Localization of choline acetyltransferase in the developing and adult turtle retinas

Acetylcholine has important epigenetic roles in the developing retina. In this study, cells that expressed choline acetyltransferase (ChAT), the enzyme that synthesizes acetylcholine, were investigated in embryonic, postnatal, and adult turtle retinas by using immunofluorescence histochemistry. ChAT was present at stage 15 (S15) in cells near the vitreal surface. With the formation of the inner plexiform layer (IPL) at S18, ChAT-immunoreactive (-IR) cells were located in the inner nuclear layer (INL) and the ganglion cell layer (GCL). In the INL, presumed starburst amacrine cells were homogenous in appearance and formed a single row next to the IPL: This pattern was conserved until adulthood.

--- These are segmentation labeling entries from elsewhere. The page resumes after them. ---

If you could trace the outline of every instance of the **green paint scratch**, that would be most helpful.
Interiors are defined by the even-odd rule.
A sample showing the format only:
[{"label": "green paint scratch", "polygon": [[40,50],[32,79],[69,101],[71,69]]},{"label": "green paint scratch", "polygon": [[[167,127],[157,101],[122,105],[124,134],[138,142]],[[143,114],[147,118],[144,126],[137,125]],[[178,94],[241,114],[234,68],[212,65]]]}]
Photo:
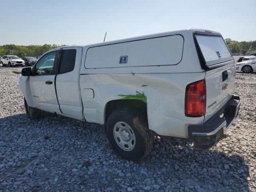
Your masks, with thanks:
[{"label": "green paint scratch", "polygon": [[124,97],[120,99],[136,99],[137,100],[140,100],[147,103],[147,97],[145,95],[144,92],[142,93],[140,93],[138,91],[136,91],[136,95],[120,94],[118,96],[120,97]]}]

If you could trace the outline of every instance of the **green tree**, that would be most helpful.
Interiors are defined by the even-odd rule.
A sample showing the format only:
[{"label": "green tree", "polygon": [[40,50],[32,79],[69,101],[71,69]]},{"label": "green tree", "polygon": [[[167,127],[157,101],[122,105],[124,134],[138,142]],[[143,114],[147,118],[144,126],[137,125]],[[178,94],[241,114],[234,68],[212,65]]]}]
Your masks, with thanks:
[{"label": "green tree", "polygon": [[228,46],[232,53],[239,53],[240,52],[239,43],[237,41],[232,41],[229,43]]}]

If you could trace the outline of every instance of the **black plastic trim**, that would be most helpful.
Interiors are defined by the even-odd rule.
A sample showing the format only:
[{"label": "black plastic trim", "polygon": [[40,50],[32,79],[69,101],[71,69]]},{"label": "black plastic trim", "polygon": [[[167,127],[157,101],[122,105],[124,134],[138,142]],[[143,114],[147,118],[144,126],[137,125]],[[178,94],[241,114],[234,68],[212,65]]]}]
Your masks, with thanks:
[{"label": "black plastic trim", "polygon": [[[236,100],[238,100],[238,102]],[[232,98],[210,119],[203,125],[190,125],[188,127],[189,140],[195,148],[208,149],[216,144],[224,136],[236,118],[240,106],[240,98],[233,95]],[[223,116],[220,116],[223,114]],[[225,130],[224,129],[225,128]]]},{"label": "black plastic trim", "polygon": [[[58,66],[59,65],[60,58],[61,56],[61,53],[62,52],[62,48],[61,48],[60,50],[58,50],[57,51],[58,52],[58,59],[56,61],[56,70],[58,70]],[[54,64],[55,64],[54,63]],[[58,95],[57,94],[57,89],[56,88],[56,78],[57,78],[57,75],[58,75],[58,73],[56,73],[55,75],[55,76],[54,77],[54,88],[55,89],[55,94],[56,94],[56,98],[57,98],[57,102],[58,102],[58,104],[59,105],[59,109],[60,109],[60,111],[61,113],[62,113],[62,111],[61,110],[61,109],[60,109],[60,103],[59,102],[59,99],[58,98]]]}]

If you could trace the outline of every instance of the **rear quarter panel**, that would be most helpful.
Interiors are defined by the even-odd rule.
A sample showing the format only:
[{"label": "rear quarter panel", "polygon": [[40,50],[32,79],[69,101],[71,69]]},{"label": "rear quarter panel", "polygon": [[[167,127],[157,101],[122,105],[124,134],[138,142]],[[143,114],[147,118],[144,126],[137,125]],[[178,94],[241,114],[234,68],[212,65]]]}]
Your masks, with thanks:
[{"label": "rear quarter panel", "polygon": [[[134,95],[138,91],[144,93],[147,98],[150,129],[161,135],[187,138],[188,125],[202,124],[204,117],[185,116],[186,87],[203,79],[205,75],[204,72],[82,75],[80,84],[85,119],[88,122],[104,124],[108,102],[124,97],[119,95]],[[92,89],[94,98],[86,98],[84,89]]]}]

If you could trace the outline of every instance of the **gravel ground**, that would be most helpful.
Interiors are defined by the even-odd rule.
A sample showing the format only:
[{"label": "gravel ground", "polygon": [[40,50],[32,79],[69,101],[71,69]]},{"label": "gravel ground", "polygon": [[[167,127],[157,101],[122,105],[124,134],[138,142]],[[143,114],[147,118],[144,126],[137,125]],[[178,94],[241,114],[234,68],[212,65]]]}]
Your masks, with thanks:
[{"label": "gravel ground", "polygon": [[46,113],[28,118],[13,70],[0,68],[0,192],[256,191],[256,73],[236,74],[240,113],[216,146],[156,138],[134,162],[112,151],[101,126]]}]

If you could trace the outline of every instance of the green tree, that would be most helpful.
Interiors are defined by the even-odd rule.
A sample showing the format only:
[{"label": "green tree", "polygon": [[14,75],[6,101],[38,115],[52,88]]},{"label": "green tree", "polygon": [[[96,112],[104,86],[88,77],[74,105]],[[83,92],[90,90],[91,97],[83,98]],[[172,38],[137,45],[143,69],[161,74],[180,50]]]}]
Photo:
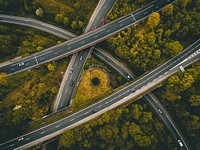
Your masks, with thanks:
[{"label": "green tree", "polygon": [[63,18],[64,18],[64,15],[63,14],[56,14],[56,17],[55,17],[55,21],[56,23],[58,24],[62,24],[63,23]]},{"label": "green tree", "polygon": [[69,148],[71,145],[73,145],[75,143],[74,130],[65,131],[61,135],[60,142],[65,148]]},{"label": "green tree", "polygon": [[152,13],[147,21],[147,25],[151,28],[155,28],[160,23],[160,14],[157,12]]},{"label": "green tree", "polygon": [[191,106],[200,106],[200,95],[192,95],[189,99]]}]

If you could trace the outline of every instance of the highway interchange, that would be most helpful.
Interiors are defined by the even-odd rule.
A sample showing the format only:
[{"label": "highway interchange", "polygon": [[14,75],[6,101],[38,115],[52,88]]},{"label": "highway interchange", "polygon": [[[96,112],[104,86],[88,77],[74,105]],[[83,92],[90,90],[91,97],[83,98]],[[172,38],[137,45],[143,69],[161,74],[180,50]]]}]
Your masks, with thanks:
[{"label": "highway interchange", "polygon": [[[127,87],[117,91],[116,93],[106,97],[105,99],[69,116],[57,122],[54,122],[48,126],[40,128],[36,131],[23,135],[24,140],[18,141],[19,138],[13,139],[0,145],[0,149],[26,149],[30,146],[33,146],[37,142],[42,142],[46,139],[55,137],[62,133],[67,128],[72,128],[75,125],[83,123],[91,118],[101,115],[105,111],[108,111],[117,105],[130,100],[132,98],[138,97],[150,90],[153,86],[160,83],[171,74],[179,70],[179,65],[181,62],[188,64],[188,62],[193,62],[199,60],[200,54],[200,40],[194,43],[192,46],[188,47],[182,53],[172,58],[170,61],[159,66],[155,70],[141,77],[137,81],[131,83]],[[191,57],[193,54],[197,54],[194,57]],[[188,59],[191,57],[190,59]],[[186,60],[186,61],[184,61]],[[131,90],[134,89],[134,92]],[[93,110],[96,110],[96,113],[93,113]],[[163,113],[164,114],[164,113]],[[186,147],[185,147],[186,146]],[[190,149],[189,146],[184,143],[184,147],[181,149]]]},{"label": "highway interchange", "polygon": [[[151,4],[142,7],[138,11],[129,13],[113,22],[110,22],[109,24],[106,24],[93,31],[87,32],[81,36],[73,38],[67,42],[64,42],[63,44],[35,53],[17,62],[1,66],[0,72],[14,74],[52,60],[57,60],[65,56],[69,56],[70,54],[81,51],[85,48],[88,48],[94,44],[105,40],[110,36],[115,35],[119,31],[122,31],[123,29],[133,25],[134,23],[144,18],[147,18],[152,12],[158,11],[162,9],[165,5],[174,1],[175,0],[154,1]],[[4,22],[4,18],[1,20],[1,22]]]},{"label": "highway interchange", "polygon": [[[106,17],[107,13],[113,7],[114,3],[115,0],[100,0],[85,29],[85,32],[93,30],[95,26],[101,26],[103,24],[102,18]],[[87,59],[90,57],[92,49],[93,47],[88,50],[83,50],[81,52],[73,54],[61,82],[61,86],[54,104],[54,110],[62,109],[66,106],[69,106],[76,92],[81,73],[84,69]]]},{"label": "highway interchange", "polygon": [[[199,48],[199,45],[196,47],[196,48]],[[189,52],[188,52],[189,53]],[[181,56],[180,58],[182,58],[183,56]],[[196,56],[196,57],[198,57],[198,56]],[[195,58],[195,57],[194,57]],[[177,59],[177,60],[179,60],[179,59]],[[181,59],[182,60],[182,59]],[[176,61],[174,62],[174,64],[176,63]],[[173,65],[174,65],[173,64]],[[139,87],[139,86],[138,86]],[[72,120],[73,121],[73,120]],[[42,133],[42,132],[41,132]],[[43,133],[44,134],[44,133]],[[185,144],[185,143],[184,143]]]}]

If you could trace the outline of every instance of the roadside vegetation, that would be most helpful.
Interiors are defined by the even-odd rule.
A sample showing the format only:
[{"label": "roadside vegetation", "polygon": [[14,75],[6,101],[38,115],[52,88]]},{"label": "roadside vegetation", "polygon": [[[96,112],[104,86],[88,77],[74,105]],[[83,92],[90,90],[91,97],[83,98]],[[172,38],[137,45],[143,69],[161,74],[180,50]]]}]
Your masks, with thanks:
[{"label": "roadside vegetation", "polygon": [[[141,7],[144,3],[139,0],[119,0],[107,22]],[[166,6],[161,12],[152,13],[148,19],[111,37],[101,46],[106,46],[139,76],[174,57],[199,39],[199,8],[198,0],[177,1]],[[199,62],[197,62],[186,72],[179,72],[170,77],[157,93],[164,106],[169,108],[169,112],[175,114],[172,117],[194,149],[198,149],[200,145],[199,76]],[[91,123],[66,131],[60,138],[61,148],[176,149],[172,143],[173,139],[164,130],[164,125],[152,119],[154,117],[151,110],[146,112],[146,104],[137,103],[139,104],[110,111]],[[127,112],[122,113],[122,110]],[[150,125],[147,118],[144,119],[147,122],[143,122],[141,114],[148,116],[148,119],[151,118],[150,122],[155,126]]]},{"label": "roadside vegetation", "polygon": [[10,25],[0,25],[0,62],[17,56],[28,56],[63,40],[40,30]]},{"label": "roadside vegetation", "polygon": [[175,145],[148,105],[137,101],[67,130],[60,137],[60,147],[62,150],[132,150],[174,149]]},{"label": "roadside vegetation", "polygon": [[[48,3],[45,0],[1,0],[0,12],[41,19],[81,34],[97,2],[98,0],[49,0]],[[149,2],[118,0],[107,22]],[[101,45],[130,66],[136,75],[141,75],[174,57],[199,39],[199,4],[198,0],[179,0]],[[37,30],[0,25],[0,62],[15,56],[30,55],[62,41]],[[30,130],[27,129],[28,122],[51,112],[52,102],[68,62],[69,58],[65,58],[47,63],[30,72],[25,71],[8,77],[0,74],[1,141]],[[74,109],[83,108],[86,102],[89,105],[112,92],[108,84],[109,77],[105,72],[101,70],[93,74],[87,70],[91,65],[101,64],[103,63],[93,58],[87,62],[72,104]],[[183,132],[187,134],[195,149],[200,147],[199,66],[197,62],[186,72],[170,77],[164,82],[164,86],[157,90],[162,103],[169,108],[171,114],[175,114],[173,117],[179,127],[183,127]],[[94,78],[98,78],[100,83],[92,84]],[[124,82],[118,76],[115,79],[117,80],[113,81],[110,78],[111,84],[115,82],[113,83],[115,86],[112,86],[114,88]],[[41,126],[42,122],[37,124],[37,127]],[[66,131],[61,136],[60,144],[62,149],[175,149],[176,147],[163,123],[156,118],[147,104],[141,101],[112,110],[90,123]]]},{"label": "roadside vegetation", "polygon": [[179,72],[156,90],[193,149],[200,147],[200,61]]},{"label": "roadside vegetation", "polygon": [[41,19],[81,34],[98,0],[1,0],[0,13]]},{"label": "roadside vegetation", "polygon": [[[95,79],[98,81],[97,85],[93,83]],[[109,86],[109,82],[108,74],[100,68],[90,67],[88,70],[84,70],[77,92],[72,101],[72,109],[80,110],[110,95],[113,91]]]}]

In the GCL, however, there were multiple rows of ChAT-IR cells early in development, and this high density of labeled cells continued during the embryonic stages, until around birth. The high density of ChAT-IR cells in the GCL was due in part to a population of cells that expressed ChAT transiently. In postnatal stages and adult retinas, the presumed starburst amacrine ChAT-IR cells formed two mirror-like rows of homogenous cells on both borders of the IPL. Two cholinergic dendritic strata that were continuous with these cells were observed as early as S18, and their depths in the IPL were relatively stable throughout development. A third population of ChAT-IR cells was observed toward the middle of the INL around S25 and persisted into adulthood. Finally, cells in the outer nuclear layer (ONL) were ChAT-IR during the embryonic stages, were less immunoreactive during the postnatal stages, and were not immunoreactive in the adult retinas.